I love science. What else in this world runs the perennial risk of turning an entire field of facts on their ear? Science can make facts into fiction and fiction into fact. It is hard to get more interesting than that. However, I am a terrible scientist because I lack the necessary precision to repeat an experiment in exactly the same way time and time again to prove its validity. As soon as I am done tweaking one variable, I immediately want to move on to the next one.
One of my favorite scientists is Oliver Sacks. In his book Uncle Tungsten, Dr. Sacks waxes eloquently about his fascination with the periodic table of elements. He writes of both the wonder of and the comfort he took in his regular trips to the British Science Museum:
…the real epiphany for me came in the Science Museum, when I was 10, when I discovered the periodic table, up on the fifth floor. Not one of your nasty, natty modern little spirals but a solid rectangular one, covering the whole wall, with separate cubicles for every element, and the actual elements, whenever possible, in place. Chlorine, greenish-yellow, swirling brown bromine, jet-black but violet-vapored crystals of iodine. I remember being struck that the iodine was at the top of the bottle. Obviously, over the years it had sublimed and recrystallized. Heavy slugs of uranium, pellets of lithium floating in oil, they even had the inert gases. They were invisible, of course, inside the sealed tubes, but one knew they were there.
The actual presence of these elements reinforced the feeling that these were indeed the elemental building blocks of the universe, that the whole universe was here in microcosm. I had an overwhelming sense of truth and beauty when I saw the periodic table. I felt that this was not a mere human construct, arbitrary, but an actual vision of an eternal cosmic order, and that any future discoveries and advances, whatever they might add, would only reinforce, reaffirm, the truth of its order.
For most of my life, I was, at best, indifferent to and, at worst, dismissive of the periodic table of elements. It seemed like a lifeless and flat representation that removed everything that was interesting away from chemistry. Then I read Uncle Tungsten and I felt a need to give the periodic table a second chance. So I read The Disappearing Spoon: And Other True Tales of Madness, Love, and the History of the World from the Periodic Table of the Elements which did a great job of bringing the periodic table to life.
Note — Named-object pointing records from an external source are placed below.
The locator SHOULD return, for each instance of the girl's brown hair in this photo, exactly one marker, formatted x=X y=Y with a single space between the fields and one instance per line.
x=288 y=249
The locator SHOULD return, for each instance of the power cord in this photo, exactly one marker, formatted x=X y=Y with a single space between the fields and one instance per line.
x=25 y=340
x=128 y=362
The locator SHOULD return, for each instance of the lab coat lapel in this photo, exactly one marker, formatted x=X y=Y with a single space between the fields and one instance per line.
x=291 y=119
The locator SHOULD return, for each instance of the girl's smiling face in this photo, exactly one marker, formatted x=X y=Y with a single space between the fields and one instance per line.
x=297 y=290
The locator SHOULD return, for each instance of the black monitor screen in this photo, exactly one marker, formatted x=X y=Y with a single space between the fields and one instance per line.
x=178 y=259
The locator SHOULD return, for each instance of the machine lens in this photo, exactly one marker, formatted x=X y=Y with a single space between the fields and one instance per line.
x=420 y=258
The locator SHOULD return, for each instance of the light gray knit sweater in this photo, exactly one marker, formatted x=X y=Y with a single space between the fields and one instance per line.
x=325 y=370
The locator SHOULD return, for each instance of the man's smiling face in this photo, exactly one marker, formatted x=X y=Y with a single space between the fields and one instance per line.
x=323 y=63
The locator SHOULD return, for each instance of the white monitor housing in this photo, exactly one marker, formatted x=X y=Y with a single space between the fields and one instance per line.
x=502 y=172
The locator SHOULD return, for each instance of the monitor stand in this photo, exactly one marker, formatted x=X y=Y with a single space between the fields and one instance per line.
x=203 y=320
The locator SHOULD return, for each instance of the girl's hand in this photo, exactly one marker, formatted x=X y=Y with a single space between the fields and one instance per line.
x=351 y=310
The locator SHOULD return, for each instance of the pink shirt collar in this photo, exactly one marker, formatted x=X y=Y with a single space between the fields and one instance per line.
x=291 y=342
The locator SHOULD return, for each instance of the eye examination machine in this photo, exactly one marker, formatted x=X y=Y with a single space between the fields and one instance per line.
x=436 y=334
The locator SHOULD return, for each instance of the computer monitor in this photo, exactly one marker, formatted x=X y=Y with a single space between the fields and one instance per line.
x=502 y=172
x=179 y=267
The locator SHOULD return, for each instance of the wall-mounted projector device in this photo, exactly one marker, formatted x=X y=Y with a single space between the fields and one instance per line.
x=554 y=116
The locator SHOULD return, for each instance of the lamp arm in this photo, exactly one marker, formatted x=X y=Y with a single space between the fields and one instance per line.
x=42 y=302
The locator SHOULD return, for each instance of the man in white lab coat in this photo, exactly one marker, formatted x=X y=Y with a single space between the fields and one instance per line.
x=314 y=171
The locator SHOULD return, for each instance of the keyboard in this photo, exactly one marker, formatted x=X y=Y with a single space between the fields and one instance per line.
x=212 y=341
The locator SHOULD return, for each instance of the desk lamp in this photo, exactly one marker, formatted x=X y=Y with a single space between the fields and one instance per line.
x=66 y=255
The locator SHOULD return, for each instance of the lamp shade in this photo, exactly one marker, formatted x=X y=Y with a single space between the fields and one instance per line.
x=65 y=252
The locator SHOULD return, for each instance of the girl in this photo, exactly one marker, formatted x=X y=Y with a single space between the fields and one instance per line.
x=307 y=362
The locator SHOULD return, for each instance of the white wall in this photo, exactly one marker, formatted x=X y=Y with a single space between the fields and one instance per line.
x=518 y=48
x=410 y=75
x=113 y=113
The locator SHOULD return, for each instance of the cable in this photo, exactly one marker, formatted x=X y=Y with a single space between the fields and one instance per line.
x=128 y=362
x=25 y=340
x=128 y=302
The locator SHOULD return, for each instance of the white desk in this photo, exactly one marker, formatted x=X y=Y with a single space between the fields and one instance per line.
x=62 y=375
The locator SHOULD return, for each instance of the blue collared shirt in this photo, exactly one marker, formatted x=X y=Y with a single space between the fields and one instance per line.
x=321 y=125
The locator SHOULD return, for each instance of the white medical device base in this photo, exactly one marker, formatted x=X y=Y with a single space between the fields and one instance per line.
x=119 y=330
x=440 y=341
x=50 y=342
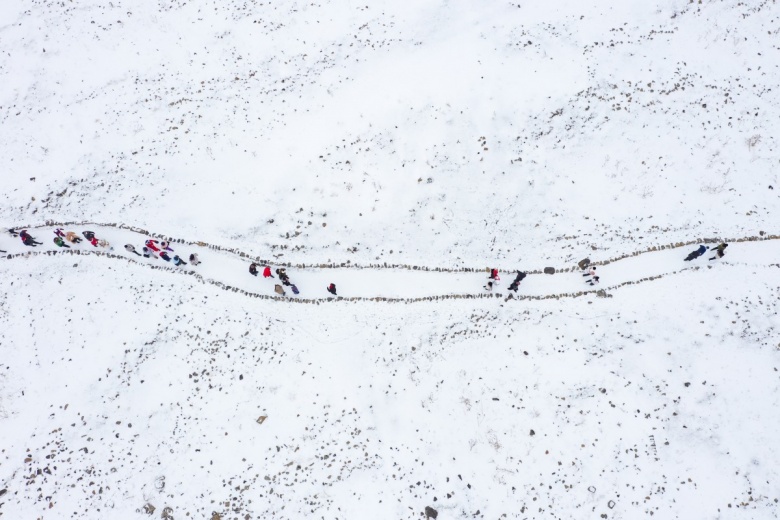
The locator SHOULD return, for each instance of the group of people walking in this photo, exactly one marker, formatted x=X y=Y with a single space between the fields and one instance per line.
x=61 y=238
x=160 y=249
x=589 y=271
x=720 y=252
x=254 y=270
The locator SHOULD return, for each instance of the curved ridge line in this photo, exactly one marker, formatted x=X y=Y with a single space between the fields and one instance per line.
x=675 y=245
x=601 y=293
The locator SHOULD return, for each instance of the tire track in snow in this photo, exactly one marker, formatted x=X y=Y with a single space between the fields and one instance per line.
x=227 y=269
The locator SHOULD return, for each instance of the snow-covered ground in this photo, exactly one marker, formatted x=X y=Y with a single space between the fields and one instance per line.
x=449 y=136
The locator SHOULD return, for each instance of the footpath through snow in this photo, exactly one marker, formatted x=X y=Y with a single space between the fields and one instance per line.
x=230 y=270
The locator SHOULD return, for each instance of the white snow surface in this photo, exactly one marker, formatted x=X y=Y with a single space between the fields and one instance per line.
x=439 y=134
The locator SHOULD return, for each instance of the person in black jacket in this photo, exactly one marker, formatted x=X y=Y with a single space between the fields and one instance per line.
x=720 y=251
x=516 y=283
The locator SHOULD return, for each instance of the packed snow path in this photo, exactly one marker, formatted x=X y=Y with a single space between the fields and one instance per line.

I felt like I had treated the periodic table unfairly. Out of some vague sense of guilt, I decided that I needed to do something, but I had no idea what. Then one day, I just had the answer. I would embroider a periodic table of elements. I don’t remember when I came up with the idea. It just seemed to be in my mind one day seeming like it had been there all along.
Right now I am working on the design and transfer logistics. I have done a couple of beta panels and have chosen my color scheme. I am eager to get started on the real thing. I see this as a long-term project, taking many years if not decades. I imagine that I will work on in when I am stuck on another project or can’t decide what to start next. And since I will be working on each element as an independent panel, it will be nice and portable.